SMM July 11th News:
Metal Market:
Overnight, metals in both domestic and overseas markets generally rose, with only SHFE lead and LME lead falling together. LME lead dropped by 0.92%, and SHFE lead fell by 0.58%. SHFE nickel and LME zinc both rose by over 1%, with LME zinc up by 1.26% and SHFE nickel up by 1.13%. The remaining metals all rose by less than 1%. The main alumina contract rose by 0.38%, and the main casting aluminum contract rose by 0.4%.
Overnight, the ferrous metals series generally rose, with only stainless steel falling, by 0.47%. Rebar, HRC, and iron ore all rose by over 1%, with rebar up by 1.36%, HRC up by 1.39%, and iron ore up by 1.87%. In the coking coal and coke sector, coking coal rose by 2.6%, and coke rose by 1.52%.
Overnight, in precious metals, COMEX gold rose by 0.36%, and COMEX silver rose by 2.72%. Domestically, SHFE gold rose by 0.07%, and SHFE silver rose by 1.45%.
As of 6:46 a.m. on July 10th, overnight closing market quotes
》Click to view SMM futures data dashboard
Macro Front
Domestic Aspect:
The Ministry of Commerce held a regular press conference yesterday. A reporter asked, recently, US Secretary of Commerce Raimondo stated that he and other senior US trade officials might meet with Chinese negotiating representatives in early August. Is this true? Are there currently any specific time arrangements or agenda items? In response, He Yongqian, the spokesperson for the Ministry of Commerce, said that currently, both sides are maintaining close communication at multiple levels on their respective concerns in the economic and trade fields. It is hoped that the US side will work with the Chinese side in the same direction, uphold the principles of mutual respect, peaceful coexistence, and win-win cooperation, give full play to the role of the China-US economic and trade consultation mechanism, continue to strengthen dialogue and communication, and safeguard and implement the important consensus reached in the phone call between the heads of state of the two countries with practical actions, jointly promoting the stable, healthy, and sustainable development of China-US economic and trade relations, and injecting more certainty and stability into world economic development.
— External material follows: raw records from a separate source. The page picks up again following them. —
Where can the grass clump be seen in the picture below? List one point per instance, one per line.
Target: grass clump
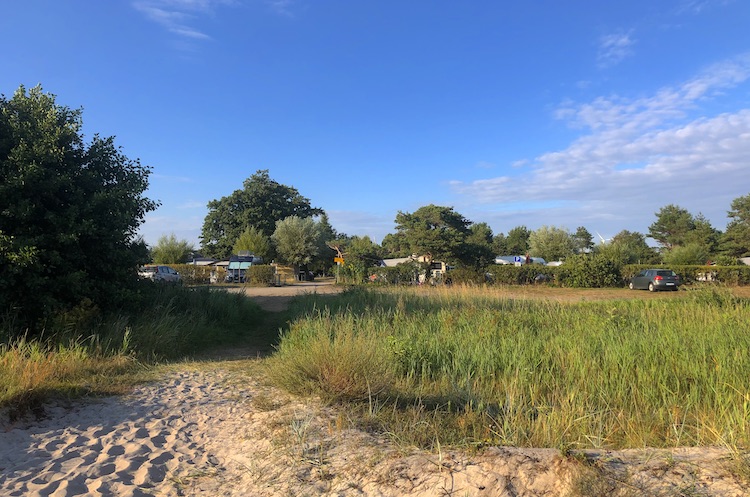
(83, 351)
(334, 358)
(467, 367)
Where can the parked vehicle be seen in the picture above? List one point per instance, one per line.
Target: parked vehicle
(160, 274)
(238, 266)
(655, 279)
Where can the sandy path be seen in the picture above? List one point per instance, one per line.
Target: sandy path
(222, 431)
(218, 429)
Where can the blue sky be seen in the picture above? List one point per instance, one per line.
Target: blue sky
(580, 113)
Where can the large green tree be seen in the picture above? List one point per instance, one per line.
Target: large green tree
(517, 241)
(628, 247)
(297, 240)
(478, 249)
(435, 232)
(583, 241)
(551, 243)
(255, 242)
(735, 241)
(170, 250)
(672, 226)
(69, 211)
(260, 203)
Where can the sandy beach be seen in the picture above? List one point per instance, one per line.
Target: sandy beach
(218, 429)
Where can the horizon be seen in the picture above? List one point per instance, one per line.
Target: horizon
(512, 115)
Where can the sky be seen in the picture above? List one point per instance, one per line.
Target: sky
(539, 113)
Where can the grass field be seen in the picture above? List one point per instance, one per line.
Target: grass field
(529, 367)
(86, 353)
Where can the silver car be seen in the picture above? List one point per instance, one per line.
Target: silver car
(160, 274)
(655, 279)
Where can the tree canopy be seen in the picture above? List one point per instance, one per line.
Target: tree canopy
(69, 211)
(260, 203)
(170, 250)
(434, 231)
(736, 239)
(297, 240)
(551, 243)
(255, 242)
(672, 226)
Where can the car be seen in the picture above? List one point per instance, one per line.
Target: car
(160, 274)
(655, 279)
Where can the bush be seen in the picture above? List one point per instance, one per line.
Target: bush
(727, 275)
(589, 271)
(260, 275)
(518, 275)
(198, 275)
(466, 276)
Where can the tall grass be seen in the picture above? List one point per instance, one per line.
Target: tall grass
(483, 369)
(83, 351)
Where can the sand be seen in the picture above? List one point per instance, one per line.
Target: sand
(219, 429)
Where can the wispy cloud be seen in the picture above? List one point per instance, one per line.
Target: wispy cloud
(639, 153)
(180, 17)
(173, 179)
(283, 7)
(614, 47)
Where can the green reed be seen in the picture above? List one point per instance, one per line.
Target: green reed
(618, 373)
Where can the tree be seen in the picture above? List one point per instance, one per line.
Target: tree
(297, 240)
(170, 250)
(323, 262)
(436, 232)
(396, 245)
(583, 241)
(255, 242)
(478, 249)
(704, 235)
(517, 241)
(360, 254)
(672, 226)
(69, 211)
(261, 203)
(735, 241)
(551, 243)
(499, 244)
(688, 254)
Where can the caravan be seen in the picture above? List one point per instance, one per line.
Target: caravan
(238, 266)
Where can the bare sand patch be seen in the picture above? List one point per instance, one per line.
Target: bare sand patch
(219, 429)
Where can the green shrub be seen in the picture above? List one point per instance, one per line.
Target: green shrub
(260, 275)
(198, 275)
(726, 275)
(506, 274)
(589, 271)
(466, 276)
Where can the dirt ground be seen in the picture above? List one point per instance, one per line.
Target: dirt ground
(217, 427)
(276, 298)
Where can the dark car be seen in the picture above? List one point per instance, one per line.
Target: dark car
(160, 274)
(655, 279)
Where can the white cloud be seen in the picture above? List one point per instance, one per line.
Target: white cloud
(637, 155)
(178, 16)
(613, 48)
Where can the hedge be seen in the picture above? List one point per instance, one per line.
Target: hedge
(263, 274)
(198, 275)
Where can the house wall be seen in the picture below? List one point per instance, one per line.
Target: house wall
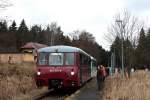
(16, 58)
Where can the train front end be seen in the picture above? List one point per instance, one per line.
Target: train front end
(57, 69)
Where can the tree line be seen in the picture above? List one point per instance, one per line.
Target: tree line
(12, 38)
(136, 42)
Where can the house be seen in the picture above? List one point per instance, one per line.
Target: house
(29, 51)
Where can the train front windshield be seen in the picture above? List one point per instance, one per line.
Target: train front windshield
(56, 59)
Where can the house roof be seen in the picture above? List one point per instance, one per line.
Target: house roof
(33, 45)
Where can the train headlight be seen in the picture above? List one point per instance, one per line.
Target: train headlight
(72, 73)
(38, 73)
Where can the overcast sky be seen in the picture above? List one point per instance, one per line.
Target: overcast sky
(93, 16)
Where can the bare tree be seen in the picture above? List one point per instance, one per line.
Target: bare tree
(125, 26)
(75, 35)
(4, 4)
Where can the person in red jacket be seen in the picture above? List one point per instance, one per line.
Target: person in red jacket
(101, 74)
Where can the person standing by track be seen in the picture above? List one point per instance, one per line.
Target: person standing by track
(101, 74)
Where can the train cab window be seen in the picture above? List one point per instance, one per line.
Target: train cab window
(42, 59)
(69, 59)
(56, 59)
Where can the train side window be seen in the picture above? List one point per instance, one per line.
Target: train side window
(69, 59)
(81, 59)
(42, 60)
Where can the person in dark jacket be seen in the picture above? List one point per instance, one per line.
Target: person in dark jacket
(101, 74)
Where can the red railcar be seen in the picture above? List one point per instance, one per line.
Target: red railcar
(63, 66)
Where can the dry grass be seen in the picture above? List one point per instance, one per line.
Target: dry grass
(135, 88)
(16, 81)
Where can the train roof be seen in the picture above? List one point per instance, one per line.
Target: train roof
(62, 48)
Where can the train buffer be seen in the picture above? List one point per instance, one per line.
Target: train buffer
(88, 92)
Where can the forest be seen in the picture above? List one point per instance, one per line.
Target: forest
(12, 38)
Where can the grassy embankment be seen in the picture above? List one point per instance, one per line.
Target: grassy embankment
(16, 81)
(135, 88)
At yesterday's regular press conference of the Ministry of Commerce, the spokesperson responded to whether the Chinese government has taken relevant measures to combat the transshipment and smuggling of key minerals. He Yongqian said that in May this year, the Office of the National Export Control Coordination Mechanism of China has already deployed a special action to combat the smuggling and export of strategic minerals. Relevant information can be found on the website of the Ministry of Commerce.
On July 9th local time, Trump announced a 50% tariff on copper. Chinese Foreign Ministry spokesperson Mao Ning responded to this, saying that China has always opposed the overgeneralization of the concept of national security. We also always believe that there are no winners in tariff wars or trade wars, and the indiscriminate imposition of tariffs does not serve the interests of any party.
US Dollar Aspect:
Overnight, the US dollar index rose by 0.08%, closing at 97.58. The yield on the benchmark 10-year US Treasury note rose after data showed an unexpected decline in weekly jobless claims. The yield increased by 1 basis point to 4.352%. Minutes from the US Fed's latest meeting also boosted market optimism, with most policymakers deeming an interest rate cut appropriate later this year. The minutes from the June 17-18 Fed meeting released on Wednesday revealed that policymakers remained concerned about inflationary pressures from Trump's tariffs, with only "a few" officials stating at the meeting that they believed a rate cut could come as early as this month.
In other currencies:
The US dollar rose 0.37% against the Swiss franc to 0.797, poised to gain after two consecutive days of declines. It held steady against the yen at 146.235.
The euro fell 0.23% to $1.1692 against the US dollar, heading for a second straight daily drop.
Brazilian President Lula said he hoped to resolve through diplomacy Trump's threat to impose 50% tariffs on Brazilian exports, but vowed reciprocal measures if the tariffs took effect on August 1. Brazil was originally subject to only a 10% baseline tariff.
On the macro front:
Data scheduled for release included the UK's May GDP monthly rate, industrial production monthly/annual rates, seasonally adjusted goods trade balance, and seasonally adjusted trade balance, along with Canada's June employment change and unemployment rate, and Switzerland's seasonally adjusted June consumer confidence index.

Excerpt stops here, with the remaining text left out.